Red Eye (from the BBC, on Hulu) was a bit of a mess. I’m always a sucker for airplane action shows, but they work better as movies, because there’s just no way to sustain tension on a plane for more than a couple hours. Last year’s Hijack (AppleTV) was OK, but it dragged, and it depended on a ton of flashbacks and super-powerful international conspiracies that for some reason chose to mess with a plane flight rather than just use their super-powers for world domination in more convenient ways.

Red Eye does something similar, with flashbacks, ground-based drama, and family entanglements. Nearly all of that it does worse than Hijack, but it’s still kind of entertaining. The thing that really broke the show for me was how breathtakingly stupid everyone was. When a highly-trained MI5 officer needed to miss a detail she wouldn’t miss, she did. She also openly called her CIA boyfriend on a protected line from within MI5, which has to be against about seventy rules. The plane had an increasing number of unexplained gruesome murders, but rather than land the plane, or even search it, they just dithered and made up reasons why they had to keep going to China. The Prime Minister listened only to an obvious skin-crawl-inducing toady rather than listening to any other person who could have told her what was going on. A headstrong reporter with no apparent journalistic training made it her mission to headstrong into danger at every turn, never once pausing to think about how utterly stupid she was being. Sadly, she escaped all the murders and abductions her behavior warranted.

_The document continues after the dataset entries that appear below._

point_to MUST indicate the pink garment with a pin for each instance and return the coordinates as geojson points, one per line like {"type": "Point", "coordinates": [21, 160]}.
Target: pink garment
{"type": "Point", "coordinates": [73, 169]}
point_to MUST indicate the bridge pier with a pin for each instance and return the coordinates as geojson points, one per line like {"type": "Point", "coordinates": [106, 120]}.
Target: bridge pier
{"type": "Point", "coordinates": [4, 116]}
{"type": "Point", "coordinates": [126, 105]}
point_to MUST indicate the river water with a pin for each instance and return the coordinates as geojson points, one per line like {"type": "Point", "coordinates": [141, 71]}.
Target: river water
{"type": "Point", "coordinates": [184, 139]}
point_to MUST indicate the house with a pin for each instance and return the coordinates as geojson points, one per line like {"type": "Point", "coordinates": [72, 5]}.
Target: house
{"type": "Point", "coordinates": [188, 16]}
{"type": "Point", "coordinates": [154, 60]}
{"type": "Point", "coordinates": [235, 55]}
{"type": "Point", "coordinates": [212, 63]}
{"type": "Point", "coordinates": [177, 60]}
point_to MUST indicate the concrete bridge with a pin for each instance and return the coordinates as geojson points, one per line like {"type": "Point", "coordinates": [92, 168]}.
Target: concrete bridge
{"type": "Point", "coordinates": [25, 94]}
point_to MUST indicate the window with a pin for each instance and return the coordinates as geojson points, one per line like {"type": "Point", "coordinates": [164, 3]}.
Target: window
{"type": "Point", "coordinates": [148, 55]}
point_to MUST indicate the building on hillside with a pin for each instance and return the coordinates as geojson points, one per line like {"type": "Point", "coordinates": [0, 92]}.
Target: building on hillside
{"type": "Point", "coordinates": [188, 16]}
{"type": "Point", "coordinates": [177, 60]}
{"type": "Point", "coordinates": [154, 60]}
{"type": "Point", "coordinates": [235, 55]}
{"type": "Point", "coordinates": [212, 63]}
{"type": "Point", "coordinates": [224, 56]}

The worst was accused murderer Matthew Nolan (portrayed by Richard Armitage, whom you can see in every other British suspense series playing exactly this character with no nuance or variation). Despite being an accused murder with a proven flight risk, and despite the promo shots showing him handcuffed, he was almost never handcuffed in the show, despite being escorted by an otherwise very competent DC Li. He was also left alone uncuffed, presumably because if he had been cuffed, the show couldn’t happen. Because of this, he was able to run from a terminal gate, through security, out into ticketing. He was able to accost the captain and make an impassioned statement about his innocence. He was able to infiltrate highly secure parts of the plane uncontested. He was seated in first class and was able to order muItiple expensive alcoholic drinks. It was as confusing as if Tim McVeigh had won a $10,000 vacation package to a Chinese prison on The Price is Right.

The various bad-guy plots and the ending were likewise silly and nonsensical. However, I didn’t hate it while watching – only while I thought about what the writers were insisting I accept. Jing Lusi was really great when her character wasn’t forced to be mindnumbingly foolish.